NAPA COUNTY (KPIX 5) -- Increased fire dangers had PG&E cutting power to thousands in the Bay Area Wednesday, flipping the switch for North Bay customers starting at 6 p.m. with additional outages planned for parts of the East Bay and South Bay later Wednesday night.
Parts of every Bay Area county except for San Francisco and Marin are likely to be impacted by this round of public safety power shutoffs.
During an update early Wednesday evening PG&E estimated that approximately 33,000 customers in Butte, Lake, Napa, Nevada, Plumas, Shasta, Solano, Sonoma, Tehama, Yolo and Yuba counties would be having their power shutoff between 6 p.m. and 8 p.m.
The next group of about 19,000 customers that were slated to have their power turned off between 8 p.m. and 10 p.m. resided in affected areas of Alameda, Amador, Calaveras, Contra Costa, El Dorado, Monterey, Nevada, Placer, San Mateo, Santa Clara, Santa Cruz and Sierra counties.
Both of those groups should have their power restored by Friday evening.
The outages proved to be frustrating for residents in the Napa County community of Calistoga, which has repeatedly been impacted by the shutoffs.
"We were the first. The first city to be subjected to the PG&E's first PSPS in 2018," Mayor Chris Canning told KPIX 5.
"Every single time they have done it," said Calistoga resident Marcella Franco. "I've lost count at this point."
The utility is setting up "microgrids" with temporary generators at various location that will help keep power on for 12,000 customers.
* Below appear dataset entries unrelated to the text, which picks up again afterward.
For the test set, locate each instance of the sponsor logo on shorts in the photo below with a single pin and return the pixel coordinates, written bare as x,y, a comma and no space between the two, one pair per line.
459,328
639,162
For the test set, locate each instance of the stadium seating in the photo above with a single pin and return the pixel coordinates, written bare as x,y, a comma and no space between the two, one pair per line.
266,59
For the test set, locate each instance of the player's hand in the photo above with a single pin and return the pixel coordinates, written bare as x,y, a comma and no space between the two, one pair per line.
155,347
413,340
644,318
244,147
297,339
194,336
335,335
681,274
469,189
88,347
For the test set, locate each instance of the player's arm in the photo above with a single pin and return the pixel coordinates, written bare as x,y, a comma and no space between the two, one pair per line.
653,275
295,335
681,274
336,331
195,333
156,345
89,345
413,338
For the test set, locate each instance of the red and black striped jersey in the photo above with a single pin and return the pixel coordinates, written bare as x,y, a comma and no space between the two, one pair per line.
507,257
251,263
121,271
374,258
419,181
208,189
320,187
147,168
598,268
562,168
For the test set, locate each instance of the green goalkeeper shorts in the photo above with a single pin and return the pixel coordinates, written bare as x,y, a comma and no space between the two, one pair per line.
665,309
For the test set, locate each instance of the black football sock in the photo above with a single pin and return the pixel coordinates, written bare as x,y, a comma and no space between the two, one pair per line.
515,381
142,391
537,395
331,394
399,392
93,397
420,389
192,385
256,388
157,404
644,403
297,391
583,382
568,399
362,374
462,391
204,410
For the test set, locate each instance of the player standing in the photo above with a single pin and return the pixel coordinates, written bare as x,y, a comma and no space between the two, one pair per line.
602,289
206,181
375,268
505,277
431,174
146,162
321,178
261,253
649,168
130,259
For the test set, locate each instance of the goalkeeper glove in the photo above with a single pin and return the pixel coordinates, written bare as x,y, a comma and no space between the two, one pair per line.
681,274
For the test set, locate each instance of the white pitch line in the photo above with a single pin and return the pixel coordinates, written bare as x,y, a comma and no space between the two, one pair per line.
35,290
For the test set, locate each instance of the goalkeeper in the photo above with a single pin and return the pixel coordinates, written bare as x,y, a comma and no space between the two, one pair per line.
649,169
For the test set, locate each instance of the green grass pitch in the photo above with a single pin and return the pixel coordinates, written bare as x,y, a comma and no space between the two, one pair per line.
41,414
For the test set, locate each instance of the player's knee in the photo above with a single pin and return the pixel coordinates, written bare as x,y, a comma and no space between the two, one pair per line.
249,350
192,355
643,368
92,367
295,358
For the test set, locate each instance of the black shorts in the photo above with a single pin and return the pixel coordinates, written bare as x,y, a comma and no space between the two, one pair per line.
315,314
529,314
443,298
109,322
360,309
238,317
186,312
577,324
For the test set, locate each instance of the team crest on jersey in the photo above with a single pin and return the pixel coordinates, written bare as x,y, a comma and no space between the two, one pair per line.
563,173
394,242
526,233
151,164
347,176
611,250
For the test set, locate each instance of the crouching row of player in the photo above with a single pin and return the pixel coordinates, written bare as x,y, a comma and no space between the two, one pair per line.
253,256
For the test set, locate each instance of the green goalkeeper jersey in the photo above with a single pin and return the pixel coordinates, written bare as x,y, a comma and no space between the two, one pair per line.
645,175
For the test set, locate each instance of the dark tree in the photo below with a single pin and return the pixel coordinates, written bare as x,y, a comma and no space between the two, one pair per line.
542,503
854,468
Microgrid stations have been set up in Calistoga, which provides power to most downtown businesses, and the Angwin area.
The mayor said, "While we are thankful that we have this generator system, we still can't let PG&E off the hook. It's decades of not hardening their systems, not attending to vegetation management."
Those not on the microgrid still have to deal with the shutoff, just after going through evacuations from the recent Glass Fire.
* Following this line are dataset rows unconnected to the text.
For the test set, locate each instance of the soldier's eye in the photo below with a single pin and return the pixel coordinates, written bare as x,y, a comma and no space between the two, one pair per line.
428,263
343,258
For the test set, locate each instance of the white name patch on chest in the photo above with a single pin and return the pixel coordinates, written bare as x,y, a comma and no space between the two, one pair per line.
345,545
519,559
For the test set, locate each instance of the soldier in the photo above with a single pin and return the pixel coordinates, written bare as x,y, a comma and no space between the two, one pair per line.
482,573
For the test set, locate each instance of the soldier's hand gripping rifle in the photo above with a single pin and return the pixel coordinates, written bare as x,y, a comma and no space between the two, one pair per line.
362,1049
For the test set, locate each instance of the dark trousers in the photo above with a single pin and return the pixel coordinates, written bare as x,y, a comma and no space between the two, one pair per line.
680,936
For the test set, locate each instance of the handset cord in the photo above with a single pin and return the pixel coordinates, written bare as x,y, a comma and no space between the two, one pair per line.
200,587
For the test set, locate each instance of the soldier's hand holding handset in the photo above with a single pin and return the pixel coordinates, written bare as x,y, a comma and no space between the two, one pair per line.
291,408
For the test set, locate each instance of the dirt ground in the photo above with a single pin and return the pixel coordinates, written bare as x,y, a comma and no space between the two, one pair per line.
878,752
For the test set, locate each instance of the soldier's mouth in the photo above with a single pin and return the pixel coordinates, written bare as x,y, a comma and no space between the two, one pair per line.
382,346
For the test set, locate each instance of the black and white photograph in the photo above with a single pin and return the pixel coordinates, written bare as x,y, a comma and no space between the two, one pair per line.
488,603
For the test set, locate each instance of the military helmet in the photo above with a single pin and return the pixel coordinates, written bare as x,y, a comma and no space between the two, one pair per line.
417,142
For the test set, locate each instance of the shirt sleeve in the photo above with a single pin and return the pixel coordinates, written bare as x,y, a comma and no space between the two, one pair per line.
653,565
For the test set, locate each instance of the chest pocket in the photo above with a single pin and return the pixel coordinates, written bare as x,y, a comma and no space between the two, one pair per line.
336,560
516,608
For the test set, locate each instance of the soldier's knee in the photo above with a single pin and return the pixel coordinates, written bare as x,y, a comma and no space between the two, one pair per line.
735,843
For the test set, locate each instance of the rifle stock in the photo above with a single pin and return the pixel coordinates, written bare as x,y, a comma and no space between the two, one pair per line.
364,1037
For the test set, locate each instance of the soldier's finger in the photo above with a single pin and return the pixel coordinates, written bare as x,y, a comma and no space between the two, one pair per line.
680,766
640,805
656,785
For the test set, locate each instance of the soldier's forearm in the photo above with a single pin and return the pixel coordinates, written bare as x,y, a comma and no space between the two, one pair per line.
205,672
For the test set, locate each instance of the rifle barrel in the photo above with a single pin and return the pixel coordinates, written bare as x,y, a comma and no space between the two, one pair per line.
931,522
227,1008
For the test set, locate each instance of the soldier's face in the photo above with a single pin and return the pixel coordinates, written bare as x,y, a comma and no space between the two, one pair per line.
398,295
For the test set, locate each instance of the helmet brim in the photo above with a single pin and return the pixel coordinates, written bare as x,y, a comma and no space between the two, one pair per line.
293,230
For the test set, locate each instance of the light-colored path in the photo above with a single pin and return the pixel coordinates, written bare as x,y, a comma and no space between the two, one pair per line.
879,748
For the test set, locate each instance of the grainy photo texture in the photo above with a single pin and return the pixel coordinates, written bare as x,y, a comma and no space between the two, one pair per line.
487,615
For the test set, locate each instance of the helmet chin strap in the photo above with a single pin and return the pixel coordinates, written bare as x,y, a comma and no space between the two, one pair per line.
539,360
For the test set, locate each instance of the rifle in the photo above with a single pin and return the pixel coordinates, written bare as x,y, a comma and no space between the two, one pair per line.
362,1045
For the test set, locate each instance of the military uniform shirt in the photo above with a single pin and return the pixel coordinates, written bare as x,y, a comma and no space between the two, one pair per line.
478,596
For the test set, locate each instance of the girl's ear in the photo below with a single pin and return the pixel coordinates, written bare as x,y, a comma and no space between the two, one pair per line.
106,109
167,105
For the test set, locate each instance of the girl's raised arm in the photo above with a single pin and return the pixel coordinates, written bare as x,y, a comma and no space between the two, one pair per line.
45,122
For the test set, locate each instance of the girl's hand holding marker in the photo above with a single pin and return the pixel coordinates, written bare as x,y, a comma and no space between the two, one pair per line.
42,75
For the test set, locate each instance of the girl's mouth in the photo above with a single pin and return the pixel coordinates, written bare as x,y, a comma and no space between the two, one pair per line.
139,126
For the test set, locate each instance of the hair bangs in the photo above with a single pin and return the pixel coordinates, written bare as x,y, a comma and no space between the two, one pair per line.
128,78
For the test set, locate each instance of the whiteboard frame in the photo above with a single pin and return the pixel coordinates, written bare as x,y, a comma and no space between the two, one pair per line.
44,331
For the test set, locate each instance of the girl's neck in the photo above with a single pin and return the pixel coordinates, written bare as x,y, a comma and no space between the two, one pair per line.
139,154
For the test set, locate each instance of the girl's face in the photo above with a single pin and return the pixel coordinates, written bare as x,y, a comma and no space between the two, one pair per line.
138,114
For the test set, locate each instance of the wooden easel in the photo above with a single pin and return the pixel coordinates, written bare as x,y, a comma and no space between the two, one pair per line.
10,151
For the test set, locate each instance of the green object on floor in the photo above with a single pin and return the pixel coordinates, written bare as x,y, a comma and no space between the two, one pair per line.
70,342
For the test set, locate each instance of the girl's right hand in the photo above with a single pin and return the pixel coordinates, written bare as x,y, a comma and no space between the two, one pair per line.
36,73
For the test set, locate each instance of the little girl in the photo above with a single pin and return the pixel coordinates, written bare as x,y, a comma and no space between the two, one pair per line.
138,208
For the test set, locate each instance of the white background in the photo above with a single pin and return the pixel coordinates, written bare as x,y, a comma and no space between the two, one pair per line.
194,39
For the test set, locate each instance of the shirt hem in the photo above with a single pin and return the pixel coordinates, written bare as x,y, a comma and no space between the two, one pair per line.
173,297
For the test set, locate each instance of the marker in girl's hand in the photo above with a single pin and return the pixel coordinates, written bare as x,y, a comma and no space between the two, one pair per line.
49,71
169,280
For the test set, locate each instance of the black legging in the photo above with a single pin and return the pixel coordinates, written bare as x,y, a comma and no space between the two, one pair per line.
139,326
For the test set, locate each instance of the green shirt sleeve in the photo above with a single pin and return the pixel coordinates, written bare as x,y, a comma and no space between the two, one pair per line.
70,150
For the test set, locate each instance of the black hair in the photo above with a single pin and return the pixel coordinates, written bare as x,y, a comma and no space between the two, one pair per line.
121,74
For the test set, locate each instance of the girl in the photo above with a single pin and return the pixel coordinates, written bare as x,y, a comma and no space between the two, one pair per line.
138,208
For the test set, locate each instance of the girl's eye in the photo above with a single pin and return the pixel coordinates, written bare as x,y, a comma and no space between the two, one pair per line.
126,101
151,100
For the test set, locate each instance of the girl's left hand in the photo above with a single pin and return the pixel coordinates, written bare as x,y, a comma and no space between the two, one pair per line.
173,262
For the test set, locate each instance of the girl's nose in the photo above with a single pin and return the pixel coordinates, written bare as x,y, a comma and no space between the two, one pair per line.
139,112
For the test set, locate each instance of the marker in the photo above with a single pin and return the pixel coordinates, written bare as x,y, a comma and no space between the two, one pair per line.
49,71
"I actually came home in Friday after the smoke cleared and everything. So I haven't even been home a full week yet actually," said Franco.
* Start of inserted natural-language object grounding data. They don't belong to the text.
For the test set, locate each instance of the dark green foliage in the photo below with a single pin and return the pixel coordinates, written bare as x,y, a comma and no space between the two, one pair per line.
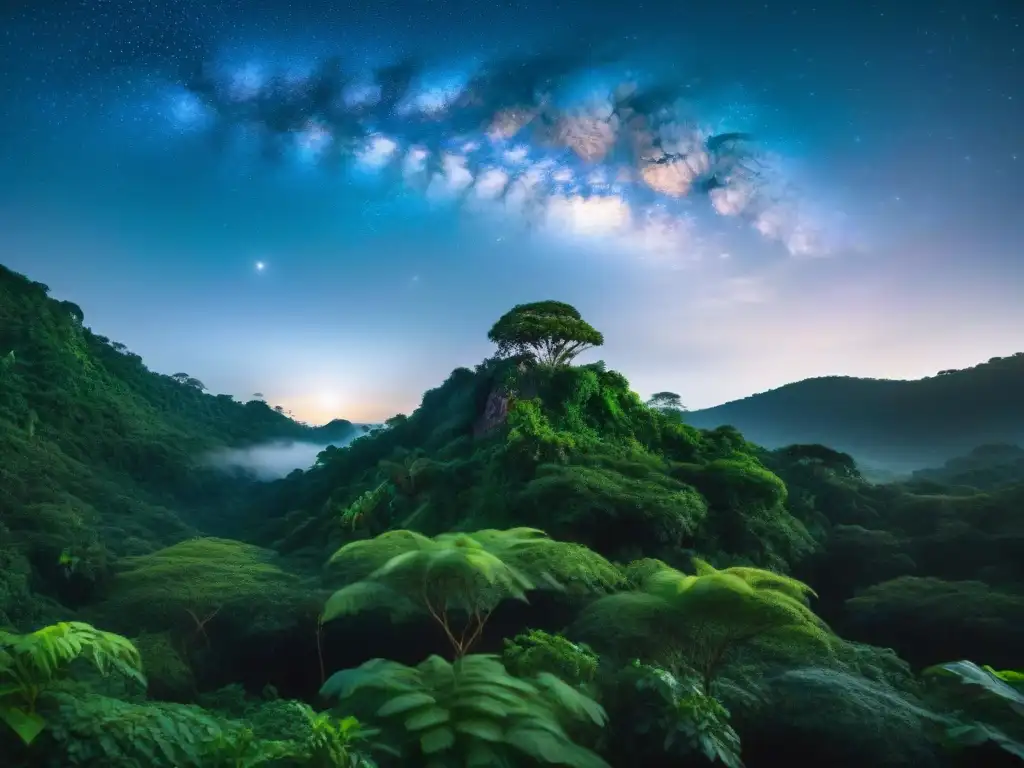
460,579
695,624
849,719
92,730
471,713
537,651
32,665
930,620
201,585
551,331
603,506
100,457
657,713
109,514
989,705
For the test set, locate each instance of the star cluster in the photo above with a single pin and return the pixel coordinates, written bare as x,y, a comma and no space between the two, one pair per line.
539,139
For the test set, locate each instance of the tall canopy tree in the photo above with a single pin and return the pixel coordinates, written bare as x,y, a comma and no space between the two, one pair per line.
696,623
666,401
552,332
459,579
Erik Alvarez, another Calistoga resident says, "At this point we are just living out of our suitcases, preparing ourselves."
Alvarez and his friends were dining al fresco in his driveway in the dark. They have a few candles lit up in their home, but are prepared to be without power until Friday night.
Justin Cruz of Calistoga said, "2020 has been crazy so far. It's been a rollercoaster, pretty much. I don't know what to expect next."
PG&E said on Twitter that they will be opening Community Resource Centers to provide support for those impacted by the shutoffs.
Residents can determine whether they will be affected by looking up their address on the PG&E alerts website.
The utility says this latest Public Safety Power Shutoff is due to low humidity levels, winds, the National Weather Service's Red Flag warning, combined with the dry fuel and live vegetation on the ground.
As the National Weather Service has warned for the period of the Red Flag warning through Friday morning, PG&E officials said there are two major wind events forecast for Wednesday night into Thursday morning and Thursday night into Friday morning. Winds are expected to gust up to 55 mph on peaks and ridges in the North Bay, the East Bay hills and the Santa Cruz Mountains.
In addition to the current Red Flag warning, on Wednesday the Bay Area office of the National Weather Service issued a heat advisory that will run from Thursday morning until Friday at 9 p.m.
PG&E is shutting off power to prevent their equipment from igniting wildfires. The utility has set up a base camp between St. Helena and Calistoga. It has all the equipment to restore service once the fire danger passes or the crews needed to respond to power and gas outages if another major fire ignites.
PG&E officials said they expect weather to improve beginning at 6 a.m. Friday. After the severe weather has passed, PG&E will inspect equipment before restoring power.
Officials noted that actual shutoff and restoration times may change depending on weather and equipment conditions.